I agree, if we weigh on the short term goal of letting the user space applications to do minimum, then having 4 state sysctl (or 2 sysctl, one controls overwrite, one disable/enable executable memfd) will do. But with that approach, I'm afraid a version of the future (say in 20 years), most applications stays with memfd_create with the old API style, not setting the NX bit. With the current approach, it might seem to be less convenient, but I hope it offers a bit of incentive to make applications migrating their code towards the new API, explicitly setting the NX bit. I understand this hope is questionable, we might still end up the same in 20 years, but at least I tried :-). I will leave this decision to maintainers when you supply patches for that, and I wouldn't feel bad either way, there is a valid reason on both sides.

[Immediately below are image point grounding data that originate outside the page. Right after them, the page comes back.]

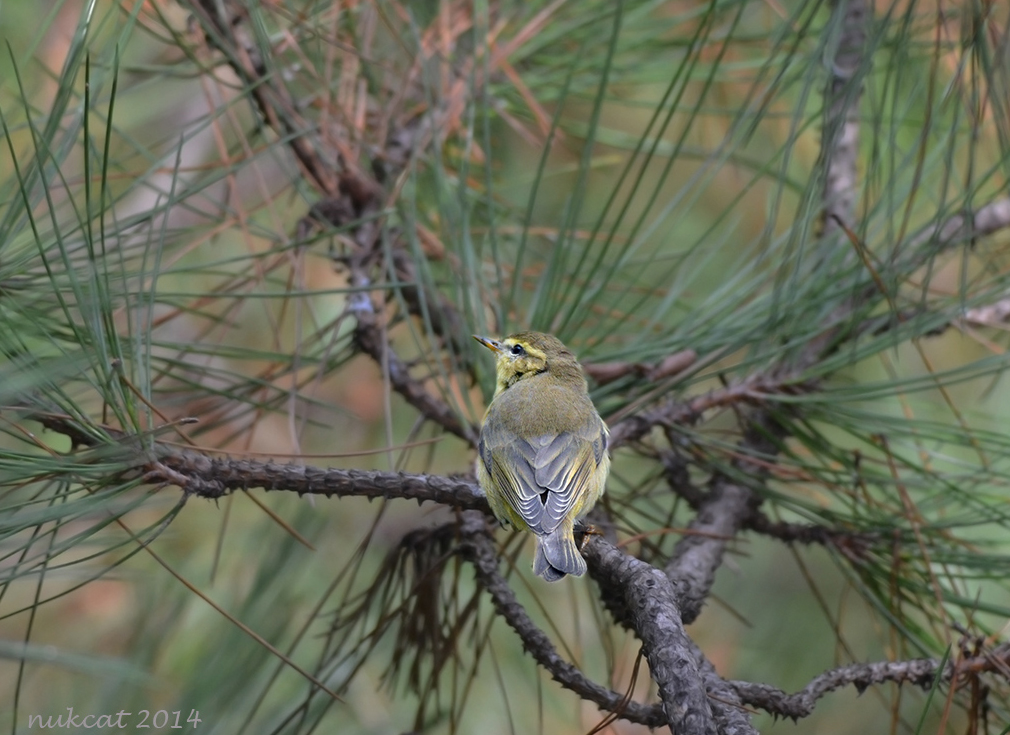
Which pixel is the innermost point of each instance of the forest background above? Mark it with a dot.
(241, 239)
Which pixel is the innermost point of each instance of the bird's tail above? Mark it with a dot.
(558, 554)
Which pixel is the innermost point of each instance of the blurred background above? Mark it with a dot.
(641, 179)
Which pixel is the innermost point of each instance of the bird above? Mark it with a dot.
(542, 459)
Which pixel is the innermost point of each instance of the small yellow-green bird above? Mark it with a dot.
(543, 458)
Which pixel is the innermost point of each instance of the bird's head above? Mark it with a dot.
(525, 354)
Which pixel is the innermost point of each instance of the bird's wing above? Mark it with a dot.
(566, 465)
(543, 478)
(509, 461)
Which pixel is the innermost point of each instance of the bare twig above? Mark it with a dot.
(840, 141)
(919, 671)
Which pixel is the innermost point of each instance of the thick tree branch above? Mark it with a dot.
(650, 603)
(479, 548)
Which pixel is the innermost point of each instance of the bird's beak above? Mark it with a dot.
(493, 344)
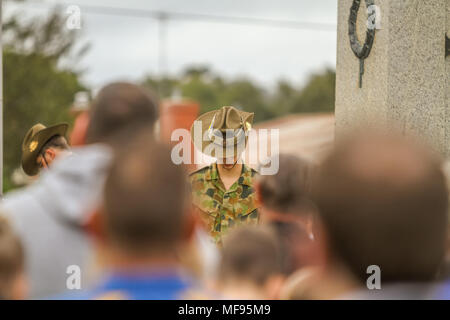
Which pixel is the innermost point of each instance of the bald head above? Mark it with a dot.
(383, 201)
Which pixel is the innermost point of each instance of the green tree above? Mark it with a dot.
(318, 95)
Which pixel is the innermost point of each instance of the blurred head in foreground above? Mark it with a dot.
(383, 201)
(120, 106)
(13, 284)
(287, 207)
(251, 266)
(145, 201)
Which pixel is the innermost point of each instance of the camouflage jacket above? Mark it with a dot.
(221, 209)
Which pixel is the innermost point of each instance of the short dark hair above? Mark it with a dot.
(119, 106)
(251, 253)
(288, 189)
(57, 141)
(11, 257)
(145, 197)
(383, 201)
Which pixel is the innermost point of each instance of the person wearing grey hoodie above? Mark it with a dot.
(52, 213)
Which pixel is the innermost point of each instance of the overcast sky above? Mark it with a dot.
(127, 47)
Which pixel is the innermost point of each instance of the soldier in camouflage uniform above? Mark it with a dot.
(225, 134)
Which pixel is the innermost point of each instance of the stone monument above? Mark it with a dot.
(403, 75)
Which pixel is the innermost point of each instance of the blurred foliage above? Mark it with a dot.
(213, 91)
(38, 81)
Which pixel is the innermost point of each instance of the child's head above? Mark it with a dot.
(12, 279)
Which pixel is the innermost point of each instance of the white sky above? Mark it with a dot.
(127, 47)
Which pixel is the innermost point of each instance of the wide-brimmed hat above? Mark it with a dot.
(222, 133)
(33, 142)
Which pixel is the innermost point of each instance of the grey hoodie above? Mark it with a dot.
(49, 216)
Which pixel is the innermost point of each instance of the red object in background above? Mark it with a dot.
(175, 114)
(78, 134)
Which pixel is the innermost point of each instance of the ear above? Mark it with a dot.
(258, 194)
(273, 286)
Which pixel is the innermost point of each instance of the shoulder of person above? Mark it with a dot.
(253, 172)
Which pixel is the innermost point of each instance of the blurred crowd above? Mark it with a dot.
(115, 218)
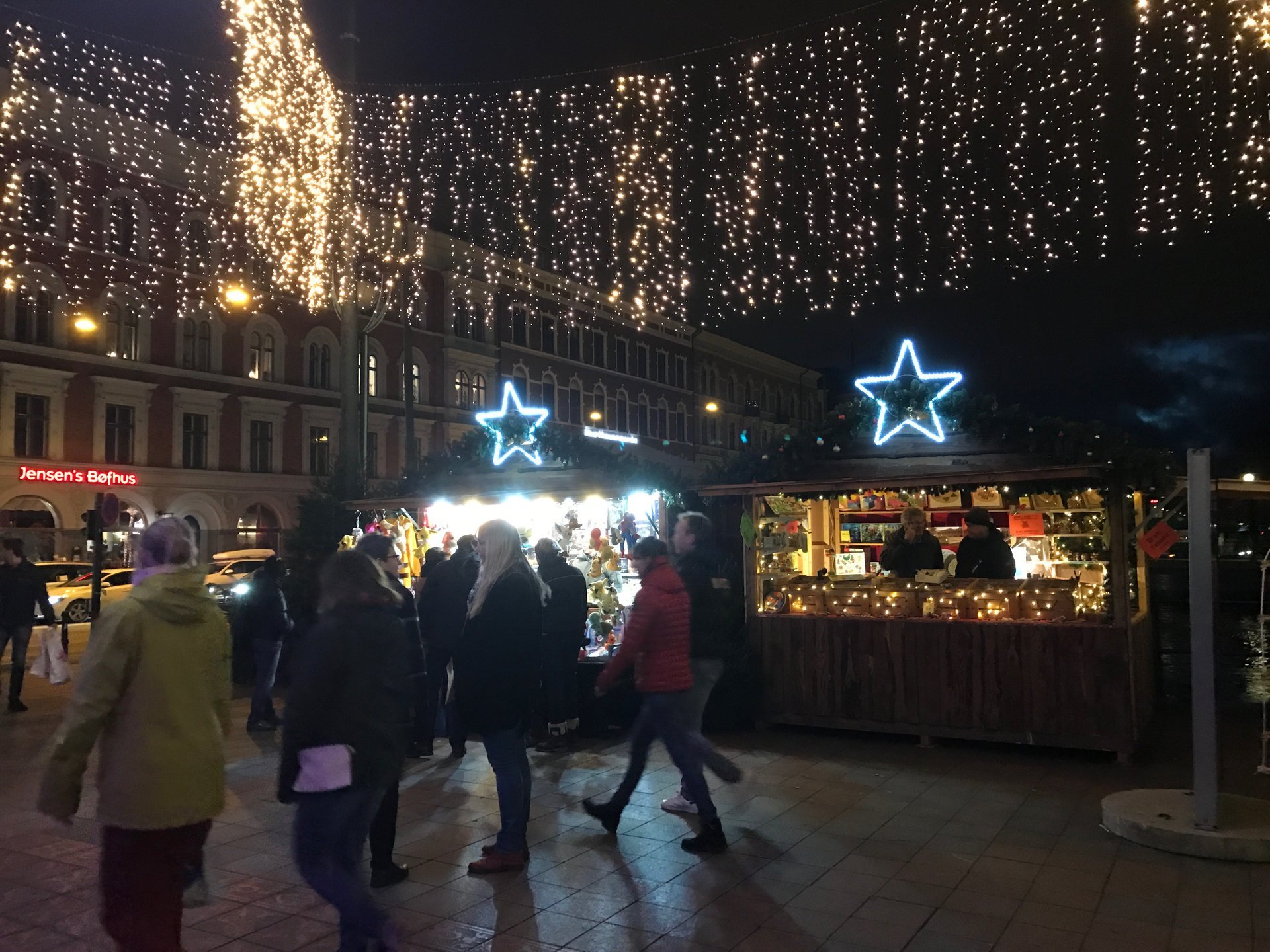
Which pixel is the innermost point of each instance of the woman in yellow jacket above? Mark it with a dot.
(155, 688)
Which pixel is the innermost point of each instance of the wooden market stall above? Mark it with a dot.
(1062, 655)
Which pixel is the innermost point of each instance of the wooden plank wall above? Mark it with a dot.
(1056, 684)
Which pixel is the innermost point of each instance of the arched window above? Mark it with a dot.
(196, 344)
(122, 331)
(38, 212)
(261, 356)
(197, 248)
(259, 527)
(319, 366)
(122, 227)
(33, 315)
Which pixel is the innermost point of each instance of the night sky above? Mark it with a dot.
(1171, 342)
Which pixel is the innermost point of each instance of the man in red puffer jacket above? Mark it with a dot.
(657, 640)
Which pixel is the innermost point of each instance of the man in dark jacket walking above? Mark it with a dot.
(911, 547)
(984, 553)
(381, 550)
(443, 615)
(22, 589)
(564, 623)
(265, 621)
(715, 622)
(657, 641)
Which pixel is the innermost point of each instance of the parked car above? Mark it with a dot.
(59, 571)
(74, 600)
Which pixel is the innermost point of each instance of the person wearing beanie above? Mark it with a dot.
(984, 553)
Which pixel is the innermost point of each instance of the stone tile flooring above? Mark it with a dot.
(842, 843)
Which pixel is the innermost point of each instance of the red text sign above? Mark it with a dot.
(1159, 539)
(89, 477)
(1028, 524)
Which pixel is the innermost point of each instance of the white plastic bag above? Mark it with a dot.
(51, 648)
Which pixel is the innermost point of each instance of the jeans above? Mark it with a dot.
(560, 678)
(143, 880)
(706, 673)
(384, 829)
(21, 639)
(511, 763)
(267, 654)
(666, 716)
(439, 659)
(329, 836)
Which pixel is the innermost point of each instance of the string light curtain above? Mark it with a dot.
(908, 147)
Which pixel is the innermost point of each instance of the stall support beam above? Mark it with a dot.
(1199, 506)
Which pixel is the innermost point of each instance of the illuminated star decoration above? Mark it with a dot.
(869, 386)
(529, 446)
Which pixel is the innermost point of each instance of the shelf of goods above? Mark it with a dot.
(1060, 655)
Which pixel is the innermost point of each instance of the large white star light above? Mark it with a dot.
(875, 389)
(538, 416)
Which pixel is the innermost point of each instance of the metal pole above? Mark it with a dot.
(408, 346)
(1199, 507)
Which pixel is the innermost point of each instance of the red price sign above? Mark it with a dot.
(1028, 524)
(1159, 539)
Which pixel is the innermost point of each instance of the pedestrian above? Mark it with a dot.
(657, 641)
(22, 590)
(911, 547)
(384, 870)
(265, 621)
(443, 615)
(342, 738)
(984, 553)
(155, 688)
(564, 633)
(497, 673)
(715, 621)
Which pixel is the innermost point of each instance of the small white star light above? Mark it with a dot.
(876, 387)
(529, 447)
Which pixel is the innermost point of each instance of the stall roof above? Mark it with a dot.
(523, 481)
(906, 471)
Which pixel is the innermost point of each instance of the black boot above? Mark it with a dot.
(607, 814)
(709, 841)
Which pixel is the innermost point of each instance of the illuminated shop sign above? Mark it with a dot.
(88, 477)
(610, 436)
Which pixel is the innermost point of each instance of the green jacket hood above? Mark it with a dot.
(178, 597)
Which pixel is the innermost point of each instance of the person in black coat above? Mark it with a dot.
(263, 619)
(351, 690)
(564, 633)
(911, 547)
(380, 549)
(22, 590)
(497, 664)
(984, 553)
(443, 615)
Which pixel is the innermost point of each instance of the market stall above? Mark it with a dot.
(1057, 655)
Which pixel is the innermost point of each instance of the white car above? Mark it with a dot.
(74, 600)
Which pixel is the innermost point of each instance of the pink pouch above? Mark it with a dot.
(323, 770)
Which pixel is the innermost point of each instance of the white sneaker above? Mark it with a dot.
(679, 804)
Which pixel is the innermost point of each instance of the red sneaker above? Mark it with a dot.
(497, 862)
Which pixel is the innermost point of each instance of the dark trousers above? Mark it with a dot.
(560, 677)
(439, 659)
(511, 763)
(666, 717)
(384, 829)
(267, 654)
(143, 879)
(21, 639)
(329, 836)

People will not switch =2 on if it has the possibility of breaking existing programs that are doing nothing wrong by not passing a noop flag.
In 20 years at best you would have =1 in widespread use because the rewriting behaviour is what users expect of kernel uAPIs. They expect old programs to work without modifying them if they aren't doing anything wrong. A uAPI knob that requires every userspace program to change before you can safely enable it (especially because it ratchets in a way that makes it dangerous to enable on production machines) will simply not be used.
If the goal is to get programs to update (which it seems it is), having a knob that nobody will turn on doesn't help. Doing proper warning logging is the way to get userspace to switch -- userspace usually notices when their programs trigger warnings in dmesg.
To supplement, there are two other ways for what you want: 1> seccomp to block MFD_EXEC, and leaving the setting to 1.
I made this point in an earlier mail.
However my point is that =2 is not an acceptable uAPI and if you want something that looks like =2 you can also implement that with seccomp too!
In fact, the key difference is that you cannot implement the rewriting easily in seccomp -- you would need to install a seccomp_notify monitor that does nothing but rewrite syscall arguments. This would be equivalent to running the entire system under GDB to work around a uAPI flaw.
2> implement the blocking using a security hook and LSM, imo, which is probably the most common way to deal with this type of request (block something).
The issue is not the blocking, it's the rewriting.